Вещи, которые я любил, — непрочные, хрупкие, но я этого не знал, я думал, что их нельзя уничтожить, а это не так.
Мой мир — это в основном лагерь принудительного труда, откуда рабочих, абсолютно невинных, забирают по жребию, по несколько за день, чтобы казнить. Я считаю, я не просто вижу его таким, я считаю, что он такой и есть. Есть ли другие точки зрения? Да. Выдержит ли хоть одна из них пристальную проверку? Нет.
Только потому, что они тебе не нравятся, не значит, что ты не такой же, как они.
Если б вся эта боль была постоянной и накапливающейся, а не временной и периодической, то уж под одной её тяжестью мир сорвался бы со своего гвоздя во вселенной и, объятый пламенем, отправился бы в бездну, во тьму кромешную. И летел бы вниз до тех пор, пока бы от него и пепла не осталось.

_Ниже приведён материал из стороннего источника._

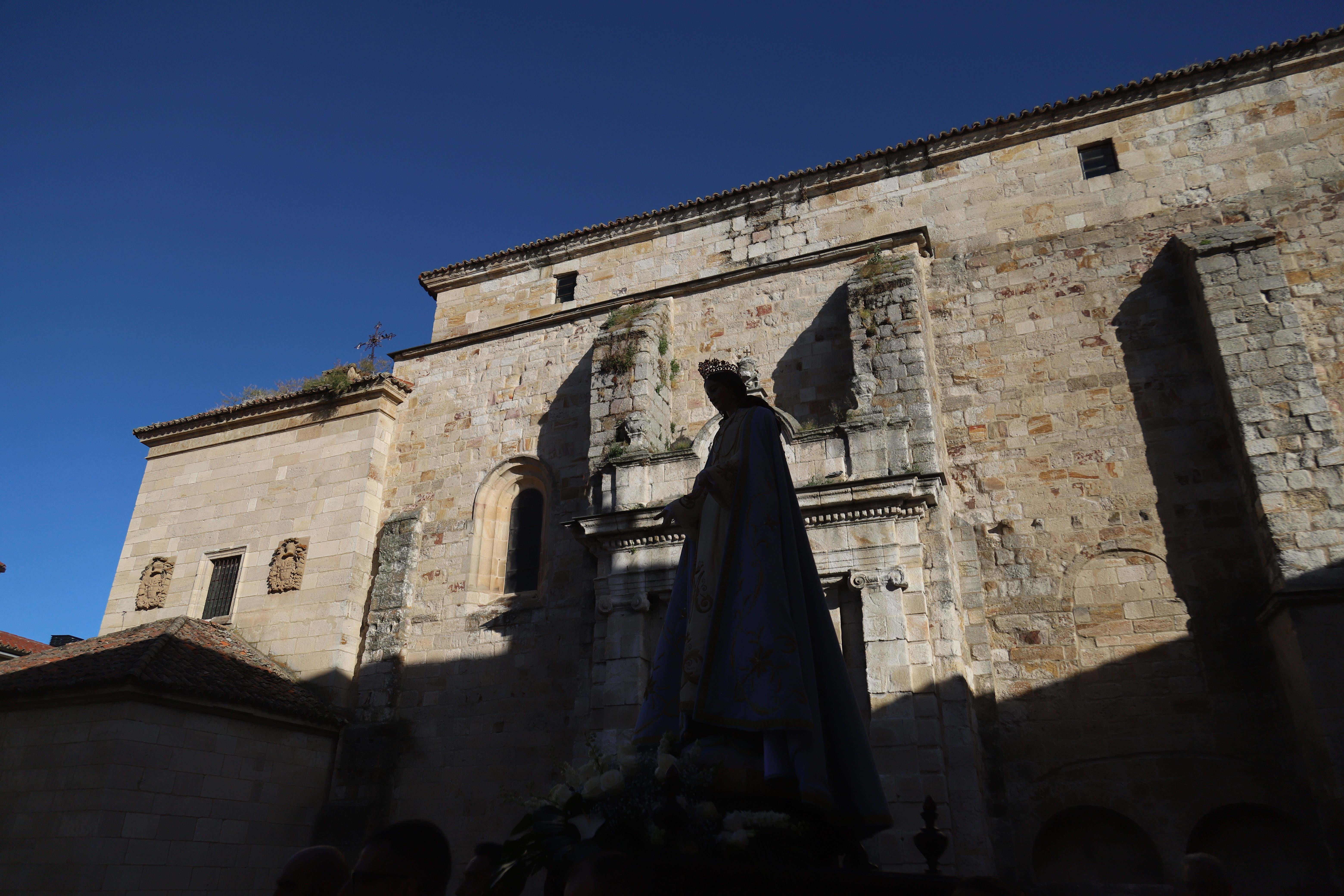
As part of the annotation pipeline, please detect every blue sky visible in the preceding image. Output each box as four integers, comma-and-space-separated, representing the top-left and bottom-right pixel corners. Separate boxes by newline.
0, 0, 1344, 641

Те, кто вечно заботятся о незнакомых людях, зачастую не замечают, о ком им стоило бы заботиться.
Изгоните страх смерти из людских сердец, и они не проживут и дня.

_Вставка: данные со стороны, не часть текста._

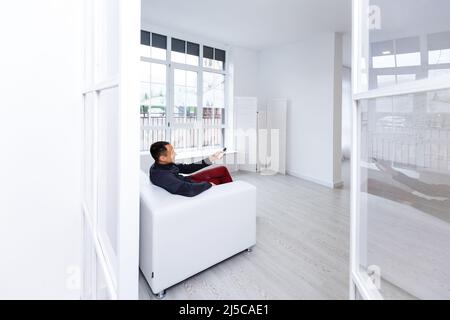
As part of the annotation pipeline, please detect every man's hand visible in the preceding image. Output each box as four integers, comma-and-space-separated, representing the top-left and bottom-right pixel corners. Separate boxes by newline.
209, 151, 225, 162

Не надо во всем, что произошло, искать какой-то смысл.
— От чего бы я там ни страдал, спиртное меня от моих страданий не избавит.
— Ммм... хорошо завернул!
— Ты, правда, думаешь, что Иисус сейчас здесь с нами?
— Нет, я не думаю, что он сейчас здесь с нами, я знаю, что он сейчас здесь с нами. Не, ну ты интересный такой, а если б я у тебя спросил, мол, ты, правда, думаешь, что ты сейчас в куртке?
— Это разные вещи. Это зависит от согласия большинства. Если мы с тобой говорим, что я в куртке, а Сессил утверждает, что я в чем мать родила, что у меня зеленая кожа да ещё и хвост в придачу, то нам с тобой стоит подумать, куда бы его нам поместить так, чтобы он ничего плохого с собой не сотворил
— Кто такой Сессил?
— Никто. Вымысел. Нет никакого Сессила. Это вымышленный персонаж, я его выдумал, примера ради.
— Вернемся к тебе и ко всем этим книгам, что ты прочитал, а их значится 4000 штук?
— А может и больше…
— А эту ты не прочитавши?
— Не всю.
— А чего?
— Даже не знаю…
— А какая самая лучшая книга?
— Понятия не имею…
— Ну пораскинь ты мозгой-то!
— Много книг хороших…
<...>
— Значится твоя эта история ничем не хуже вот этой книги?
— Библии?
— Библии.
— Сложно сказать, гиббоновская — фундаментальный труд…
— Серьезная книга?
— И правдивая, не забывай.
— И правдивая, но ничем ли не хуже ли?
— Не знаю, как их можно сравнивать, это же разные вещи. Как груша с яблоком…
— Ничего подобного, профессор, мы книги сравниваем. Твоя эта история упадка ничем не хуже вот этой книги или нет, скажи мне?
— Я бы сказал нет…
— Здесь вот на обложке раньше было написано, покуда не стерлось: «Величайшая книга всех времен и народов», — оно правда, как считаешь?
— Может быть…
— Вот ты хорошие книги читаешь?
— Стараюсь, да…
— А самое лучшее не прочитавши? Как так?
— Мне пора…
— Я полагаю, что ответом на твой вопрос станет тот факт, что по законам диалектики всякое наставление отталкивается от существования некоего зла.
— Мать моя женщина!
— В смысле?
— Триста тридцать три лампадки, завернул-то как, профессор, вот бы мне так да братьям-то в уши. Слушай, чисто между нами, чё это ты такое только что сказал?
Страдания и человеческая судьба — это одно и тоже. Это синонимы.
В ходе эволюции не могут не появиться разумные существа. И только ради того, чтобы осознать единственно важное — тщетность.